Show that mx² - (m + 1)x + 1 = 0 will have rational roots if m is an element of Q (I think Q means quotient?).

Could someone please show me how to do this?

2. Originally Posted by xwrathbringerx
Show that mx² - (m + 1)x + 1 = 0 will have rational roots if m is an element of Q (I think Q means quotient?).

Could someone please show me how to do this?
Have you calculated the discriminant? What do you notice? Therefore, what are the roots ....? By the way, Q is the symbol for rational numbers .....

3. Can the solution be like this:

For rational roots, discriminant = square no.

Discriminant = (- m - 1)^2 - 4(m)(1)

... (working out) ...

= (m -1)^2

m -1 = (/q + 3)^2
= (p+3q)^2 / q^2
= rational square no.

4. Originally Posted by xwrathbringerx
Can the solution be like this:

For rational roots, discriminant = square no.

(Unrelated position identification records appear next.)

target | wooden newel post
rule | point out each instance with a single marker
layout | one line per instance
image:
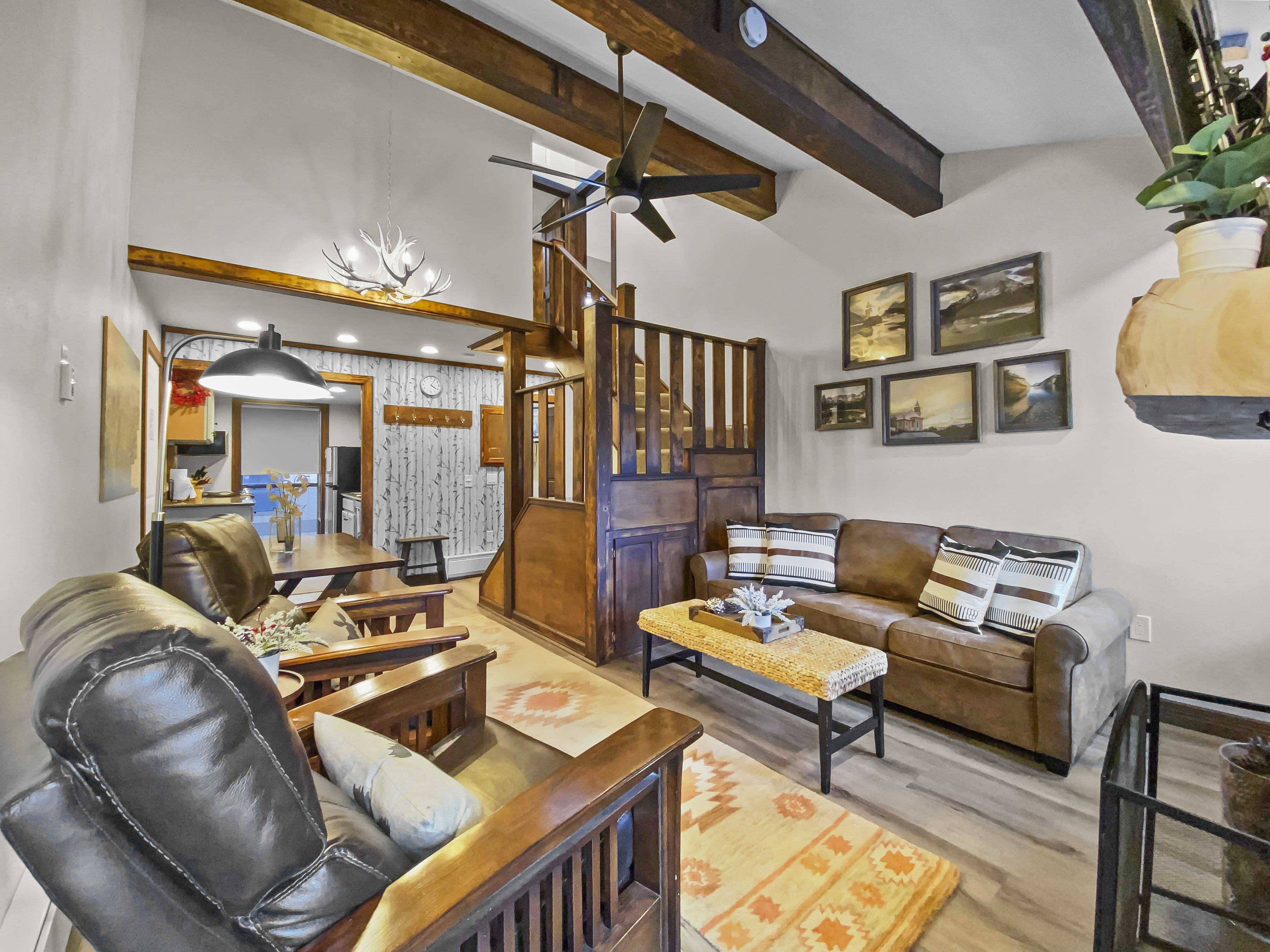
(599, 452)
(513, 455)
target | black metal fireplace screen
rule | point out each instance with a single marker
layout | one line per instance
(1174, 873)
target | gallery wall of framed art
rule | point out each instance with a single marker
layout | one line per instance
(987, 306)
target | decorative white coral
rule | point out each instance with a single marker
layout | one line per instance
(755, 605)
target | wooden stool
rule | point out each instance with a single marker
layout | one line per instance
(439, 560)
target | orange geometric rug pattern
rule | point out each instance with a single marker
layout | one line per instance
(766, 865)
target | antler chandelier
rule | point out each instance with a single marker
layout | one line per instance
(394, 268)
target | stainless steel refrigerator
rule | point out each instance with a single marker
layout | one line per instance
(343, 475)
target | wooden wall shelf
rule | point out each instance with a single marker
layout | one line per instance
(427, 417)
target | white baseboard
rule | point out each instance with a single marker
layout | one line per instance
(472, 564)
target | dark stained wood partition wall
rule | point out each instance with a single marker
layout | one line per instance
(628, 470)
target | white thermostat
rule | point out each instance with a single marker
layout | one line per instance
(753, 26)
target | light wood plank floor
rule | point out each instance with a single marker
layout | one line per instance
(1024, 840)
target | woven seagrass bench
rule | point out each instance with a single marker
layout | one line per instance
(811, 662)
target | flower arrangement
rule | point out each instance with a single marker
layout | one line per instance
(756, 606)
(273, 635)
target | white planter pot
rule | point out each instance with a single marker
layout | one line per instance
(1218, 247)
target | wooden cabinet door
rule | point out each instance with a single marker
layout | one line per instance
(493, 434)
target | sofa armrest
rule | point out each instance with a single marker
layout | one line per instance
(1080, 672)
(708, 567)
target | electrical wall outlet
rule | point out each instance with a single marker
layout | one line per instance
(1141, 630)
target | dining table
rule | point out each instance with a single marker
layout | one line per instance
(335, 554)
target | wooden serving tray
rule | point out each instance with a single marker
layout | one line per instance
(732, 625)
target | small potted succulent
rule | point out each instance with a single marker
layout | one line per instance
(272, 637)
(1246, 807)
(1220, 186)
(758, 609)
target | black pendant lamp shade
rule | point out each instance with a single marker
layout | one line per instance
(266, 372)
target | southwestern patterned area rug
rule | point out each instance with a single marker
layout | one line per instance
(768, 865)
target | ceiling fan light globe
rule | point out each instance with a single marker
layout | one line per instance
(624, 205)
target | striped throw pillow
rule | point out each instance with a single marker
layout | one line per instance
(962, 582)
(802, 558)
(747, 551)
(1032, 588)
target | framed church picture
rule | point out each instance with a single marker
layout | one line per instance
(878, 323)
(846, 405)
(930, 408)
(999, 304)
(1034, 393)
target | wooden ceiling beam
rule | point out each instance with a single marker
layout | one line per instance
(148, 259)
(784, 87)
(450, 49)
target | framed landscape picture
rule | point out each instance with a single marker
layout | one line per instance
(1034, 393)
(846, 405)
(878, 323)
(999, 304)
(929, 408)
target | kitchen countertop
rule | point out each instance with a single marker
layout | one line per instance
(211, 501)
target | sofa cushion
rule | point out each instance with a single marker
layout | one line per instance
(983, 654)
(887, 559)
(863, 620)
(975, 536)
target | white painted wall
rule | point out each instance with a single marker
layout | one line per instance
(258, 144)
(1178, 524)
(69, 74)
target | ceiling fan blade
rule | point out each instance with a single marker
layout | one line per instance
(531, 167)
(571, 215)
(671, 186)
(639, 148)
(652, 220)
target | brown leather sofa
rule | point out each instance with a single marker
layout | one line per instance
(162, 796)
(1050, 697)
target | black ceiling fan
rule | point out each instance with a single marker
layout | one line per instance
(628, 190)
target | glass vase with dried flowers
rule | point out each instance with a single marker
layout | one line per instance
(285, 522)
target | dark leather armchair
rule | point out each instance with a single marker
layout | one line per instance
(219, 567)
(157, 789)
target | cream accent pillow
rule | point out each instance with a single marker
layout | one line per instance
(333, 624)
(417, 804)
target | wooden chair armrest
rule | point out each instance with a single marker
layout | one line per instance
(464, 876)
(374, 644)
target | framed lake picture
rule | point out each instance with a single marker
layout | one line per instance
(846, 405)
(878, 323)
(999, 304)
(1034, 393)
(929, 408)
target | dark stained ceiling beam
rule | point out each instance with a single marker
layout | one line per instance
(784, 87)
(441, 45)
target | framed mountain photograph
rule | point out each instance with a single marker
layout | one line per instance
(999, 304)
(1034, 393)
(846, 405)
(930, 408)
(878, 323)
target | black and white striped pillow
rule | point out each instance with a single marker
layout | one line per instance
(962, 582)
(1033, 587)
(747, 551)
(802, 558)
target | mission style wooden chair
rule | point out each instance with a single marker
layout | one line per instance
(211, 847)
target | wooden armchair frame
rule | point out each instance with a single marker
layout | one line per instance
(501, 885)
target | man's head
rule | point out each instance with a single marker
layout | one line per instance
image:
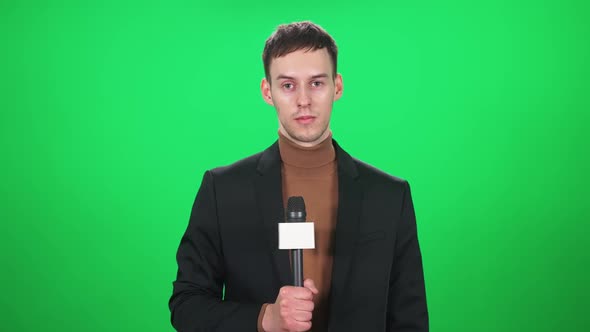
(301, 81)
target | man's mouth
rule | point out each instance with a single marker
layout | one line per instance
(305, 119)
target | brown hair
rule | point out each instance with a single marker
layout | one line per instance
(297, 36)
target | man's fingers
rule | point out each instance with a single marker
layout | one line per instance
(309, 284)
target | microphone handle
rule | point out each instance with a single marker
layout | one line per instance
(297, 267)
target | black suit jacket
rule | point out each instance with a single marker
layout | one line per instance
(232, 241)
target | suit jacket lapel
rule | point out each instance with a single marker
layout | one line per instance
(270, 204)
(347, 225)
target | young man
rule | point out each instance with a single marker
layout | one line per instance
(365, 273)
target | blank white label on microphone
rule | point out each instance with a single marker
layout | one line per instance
(296, 235)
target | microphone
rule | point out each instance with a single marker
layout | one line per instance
(296, 213)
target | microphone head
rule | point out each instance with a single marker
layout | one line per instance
(296, 209)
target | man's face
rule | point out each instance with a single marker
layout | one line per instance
(302, 89)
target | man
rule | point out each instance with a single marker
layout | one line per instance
(365, 273)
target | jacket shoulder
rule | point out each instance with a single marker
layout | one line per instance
(369, 174)
(243, 167)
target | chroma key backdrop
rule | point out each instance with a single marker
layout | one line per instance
(110, 112)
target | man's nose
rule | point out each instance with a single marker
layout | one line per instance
(303, 98)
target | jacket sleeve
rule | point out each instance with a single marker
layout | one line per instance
(196, 303)
(407, 310)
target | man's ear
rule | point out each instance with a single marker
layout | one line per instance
(338, 87)
(265, 90)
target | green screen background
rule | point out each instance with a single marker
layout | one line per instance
(111, 111)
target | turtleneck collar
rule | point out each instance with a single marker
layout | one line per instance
(299, 156)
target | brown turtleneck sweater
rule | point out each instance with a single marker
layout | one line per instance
(312, 173)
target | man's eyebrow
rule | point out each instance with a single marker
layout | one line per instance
(286, 77)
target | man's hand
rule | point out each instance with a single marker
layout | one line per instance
(292, 310)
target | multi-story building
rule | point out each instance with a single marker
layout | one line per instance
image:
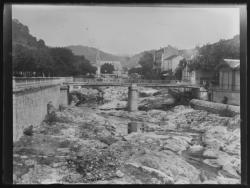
(117, 65)
(166, 58)
(158, 60)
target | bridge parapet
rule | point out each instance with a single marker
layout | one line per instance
(122, 80)
(19, 83)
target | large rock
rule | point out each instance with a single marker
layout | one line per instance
(147, 92)
(156, 102)
(214, 107)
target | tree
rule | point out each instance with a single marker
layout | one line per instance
(107, 68)
(211, 54)
(146, 62)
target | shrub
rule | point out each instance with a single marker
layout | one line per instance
(226, 113)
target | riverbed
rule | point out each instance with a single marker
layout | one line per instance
(89, 143)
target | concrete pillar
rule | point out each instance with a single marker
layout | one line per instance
(132, 98)
(64, 95)
(135, 127)
(196, 93)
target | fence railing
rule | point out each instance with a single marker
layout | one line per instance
(226, 87)
(121, 80)
(29, 82)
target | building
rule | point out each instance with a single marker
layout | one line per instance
(228, 89)
(171, 63)
(166, 58)
(101, 61)
(158, 58)
(196, 77)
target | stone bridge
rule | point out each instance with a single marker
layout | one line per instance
(31, 95)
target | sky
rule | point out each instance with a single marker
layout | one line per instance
(127, 30)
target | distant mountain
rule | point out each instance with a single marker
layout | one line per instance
(22, 36)
(90, 53)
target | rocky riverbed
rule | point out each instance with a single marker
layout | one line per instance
(89, 143)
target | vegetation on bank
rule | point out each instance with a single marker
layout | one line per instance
(31, 57)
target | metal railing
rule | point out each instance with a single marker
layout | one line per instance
(31, 82)
(121, 80)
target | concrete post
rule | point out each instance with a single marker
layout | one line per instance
(132, 98)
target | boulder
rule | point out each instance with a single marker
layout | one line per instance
(147, 92)
(156, 102)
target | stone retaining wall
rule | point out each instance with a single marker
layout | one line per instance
(30, 106)
(213, 107)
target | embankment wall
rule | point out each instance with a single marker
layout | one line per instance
(30, 106)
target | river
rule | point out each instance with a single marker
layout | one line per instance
(89, 143)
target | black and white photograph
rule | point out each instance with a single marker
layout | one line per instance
(126, 94)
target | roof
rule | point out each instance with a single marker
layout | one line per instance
(229, 63)
(170, 52)
(232, 63)
(171, 57)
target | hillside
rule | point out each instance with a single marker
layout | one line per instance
(31, 57)
(90, 54)
(22, 36)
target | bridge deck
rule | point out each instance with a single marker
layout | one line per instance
(128, 84)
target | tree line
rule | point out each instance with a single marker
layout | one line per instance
(46, 61)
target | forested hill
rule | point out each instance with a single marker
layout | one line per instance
(210, 55)
(31, 57)
(21, 35)
(90, 53)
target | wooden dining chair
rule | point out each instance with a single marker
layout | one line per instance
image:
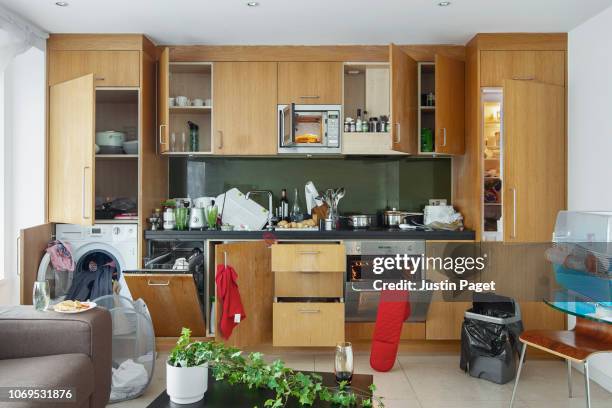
(577, 345)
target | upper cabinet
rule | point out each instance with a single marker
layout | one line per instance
(404, 104)
(110, 68)
(247, 89)
(543, 66)
(310, 83)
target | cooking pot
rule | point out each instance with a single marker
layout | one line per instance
(110, 138)
(360, 220)
(393, 217)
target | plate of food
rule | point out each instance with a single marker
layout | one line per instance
(73, 306)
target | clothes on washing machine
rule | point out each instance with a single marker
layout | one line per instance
(93, 277)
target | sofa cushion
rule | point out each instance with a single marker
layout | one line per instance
(48, 372)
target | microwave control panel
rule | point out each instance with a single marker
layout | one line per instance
(333, 129)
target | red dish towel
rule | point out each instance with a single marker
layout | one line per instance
(228, 300)
(393, 309)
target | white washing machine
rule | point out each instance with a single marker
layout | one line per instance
(113, 242)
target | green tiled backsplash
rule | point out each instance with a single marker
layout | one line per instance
(371, 184)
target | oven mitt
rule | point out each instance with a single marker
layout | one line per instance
(393, 309)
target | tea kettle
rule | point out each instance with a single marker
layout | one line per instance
(196, 218)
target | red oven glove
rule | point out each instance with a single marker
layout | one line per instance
(229, 303)
(393, 309)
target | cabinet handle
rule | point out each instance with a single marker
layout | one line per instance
(86, 217)
(513, 235)
(152, 283)
(18, 256)
(220, 145)
(310, 311)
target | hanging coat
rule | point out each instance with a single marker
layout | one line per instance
(228, 300)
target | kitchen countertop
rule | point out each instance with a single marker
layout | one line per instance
(391, 234)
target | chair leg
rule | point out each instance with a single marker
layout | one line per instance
(586, 383)
(569, 378)
(518, 374)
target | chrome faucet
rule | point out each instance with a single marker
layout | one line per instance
(270, 205)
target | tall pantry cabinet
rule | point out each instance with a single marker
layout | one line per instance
(96, 83)
(515, 141)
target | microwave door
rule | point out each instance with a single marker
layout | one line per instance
(288, 129)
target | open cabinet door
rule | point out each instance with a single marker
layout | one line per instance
(163, 90)
(534, 171)
(32, 244)
(450, 105)
(71, 164)
(404, 101)
(252, 263)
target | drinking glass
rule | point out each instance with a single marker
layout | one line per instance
(181, 218)
(343, 365)
(41, 295)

Discriminant = (- m - 1)^2 - 4(m)(1)

... (working out) ...

= (m -1)^2

m -1 = (/q + 3)^2
= (p+3q)^2 / q^2
= rational square no.
$x = \frac{m+1 \pm |m - 1|}{2} \in Q$ if $m \in Q$.

5. Errr sori but what exactly do you mean? Which part of my solution am I meant to fix?

6. Originally Posted by xwrathbringerx
Discriminant = (- m - 1)^2 - 4(m)(1)

... (working out) ...

= (m -1)^2

m -1 = (/q + 3)^2
= (p+3q)^2 / q^2
= rational square no.
Originally Posted by xwrathbringerx
Errr sori but what exactly do you mean? Which part of my solution am I meant to fix?
What I mean is that I have no idea where the stuff in red has come from or what it means.

7. Oops I meant:

Assume that m is rational.
Therefore, m can be written in the form p/q where p and q are positive integers with no common factor.
Hence, (m-1)^2 = (p/q -1)^2
= (p-q)^2 / q^2
= rational square no.

8. Originally Posted by xwrathbringerx
Oops I meant:

Assume that m is rational.
Therefore, m can be written in the form p/q where p and q are positive integers with no common factor.
Hence, (m-1)^2 = (p/q -1)^2
= (p-q)^2 / q^2
= rational square no.
But how is that relevant to answering the question?

9. Don't I have to prove (m-1)^2 is rational?

The only way I could think of doing that was to prove m was rational.

10. Originally Posted by xwrathbringerx
Don't I have to prove (m-1)^2 is rational? Mr F says: Where does the question ask this?

The only way I could think of doing that was to prove m was rational.
Here is a reminder of the question and a reply I gave:

Originally Posted by xwrathbringerx
Show that mx² - (m + 1)x + 1 = 0 will have rational roots if m is an element of Q (I think Q means quotient?).

[snip]
Originally Posted by mr fantastic
$x = \frac{m+1 \pm |m - 1|}{2} \in Q$ if $m \in Q$.